Ryan’s House celebrates with groundbreaking

There was singing and dancing, modeling and filming, dining and mingling. And there was a giant check for $7,500. Members of the island community and beyond gathered in the woods west of Clinton Thursday evening on the land that will someday be a place of refuge and support for the island’s homeless youths.

SCATCHET HEAD — There was singing and dancing, modeling and filming, dining and mingling.

And there was a giant check for $7,500.

Members of the island community and beyond gathered in the woods west of Clinton Thursday evening on the land that will someday be a place of refuge and support for the island’s homeless youths.

Lori Cavender plans to build a youth shelter on the five acres off Mortland Drive that were donated to her nonprofit organization, Ryan’s House, earlier this year.

The groundbreaking event celebrated the advances the project has seen in the last year.

“We’re ecstatic about how the community has rallied around this project and this event,” Cavender said as the Bahia band’s Caribbean-infused jazz riffs cooled the mood after a night chock-full of festivities.

“The community actually has a lot to be proud of because this is so not my project,” she added. “It’s taken on a life of its own.”

The lively event included a barbecue and coffee, a blessing of the ground by Pastor Dan Erlander, a parade of classic Model A cars as part of a fashion show put on by maurices clothing store, a performance from Island Dance and a song by Karla Gilbert, who was recently named a winner in the maurices Main Street Model Search and was awarded a charitable donation she gave to Ryan’s House.

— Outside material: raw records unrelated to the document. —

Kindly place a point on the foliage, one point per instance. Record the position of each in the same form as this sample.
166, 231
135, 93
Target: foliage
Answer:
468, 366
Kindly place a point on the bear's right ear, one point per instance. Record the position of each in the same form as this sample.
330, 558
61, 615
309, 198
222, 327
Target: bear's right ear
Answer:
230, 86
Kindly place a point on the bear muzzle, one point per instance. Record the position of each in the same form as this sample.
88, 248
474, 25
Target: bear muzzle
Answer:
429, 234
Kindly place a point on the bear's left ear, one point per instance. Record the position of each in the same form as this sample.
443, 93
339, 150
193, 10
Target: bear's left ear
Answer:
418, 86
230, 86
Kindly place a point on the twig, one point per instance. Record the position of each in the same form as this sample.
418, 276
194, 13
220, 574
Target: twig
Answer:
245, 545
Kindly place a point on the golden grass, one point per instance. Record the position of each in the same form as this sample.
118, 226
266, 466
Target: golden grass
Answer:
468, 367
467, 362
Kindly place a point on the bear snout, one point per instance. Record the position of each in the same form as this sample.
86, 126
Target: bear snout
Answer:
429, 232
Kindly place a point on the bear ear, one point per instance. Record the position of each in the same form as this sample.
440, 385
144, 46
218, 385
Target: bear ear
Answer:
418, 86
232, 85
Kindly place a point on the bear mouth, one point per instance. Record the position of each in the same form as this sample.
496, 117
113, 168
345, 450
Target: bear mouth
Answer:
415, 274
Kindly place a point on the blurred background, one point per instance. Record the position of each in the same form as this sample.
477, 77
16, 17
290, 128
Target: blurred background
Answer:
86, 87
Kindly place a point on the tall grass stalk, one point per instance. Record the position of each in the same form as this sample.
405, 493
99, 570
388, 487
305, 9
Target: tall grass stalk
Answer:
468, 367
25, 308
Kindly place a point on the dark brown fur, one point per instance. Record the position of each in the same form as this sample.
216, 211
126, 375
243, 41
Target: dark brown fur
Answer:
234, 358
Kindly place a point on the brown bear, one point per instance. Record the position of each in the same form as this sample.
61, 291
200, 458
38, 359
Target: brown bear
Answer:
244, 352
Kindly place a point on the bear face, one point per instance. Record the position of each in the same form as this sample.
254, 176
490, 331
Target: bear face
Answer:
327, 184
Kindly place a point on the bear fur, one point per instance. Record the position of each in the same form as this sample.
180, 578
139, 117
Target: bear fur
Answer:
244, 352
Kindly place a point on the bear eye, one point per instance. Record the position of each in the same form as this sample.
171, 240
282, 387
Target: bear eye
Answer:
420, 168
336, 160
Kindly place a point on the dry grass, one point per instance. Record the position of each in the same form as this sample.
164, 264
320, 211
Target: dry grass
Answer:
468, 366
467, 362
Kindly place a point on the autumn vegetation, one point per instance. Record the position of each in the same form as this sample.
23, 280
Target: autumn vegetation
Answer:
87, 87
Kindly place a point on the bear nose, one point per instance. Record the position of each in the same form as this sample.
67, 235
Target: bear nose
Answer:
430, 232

It would be hard to choose the most exciting activity of the night, but perhaps the most monumental was when Cavender and Marianne Busche, Ryan’s House vice president and mother of the organization’s namesake, sank their golden shovels into the dirt as the audience clapped and cheered.

“He would have been tickled,” Busche said of her son, who was killed in a plane crash several years ago. “This was his heart.”

“It’s great to see everyone donating their talents,” she added.

Throughout the night, guests looked through the shelter building plans set on an easel, where Busche chatted with visitors about the project.

Some guests were inspired to sign up as volunteers.

Brother and sister David and Ann Hefflinger of Freeland signed on to help after learning about the project this summer at community events, where Cavender and others slept on a couch to raise awareness of the unstable situations many island teens face.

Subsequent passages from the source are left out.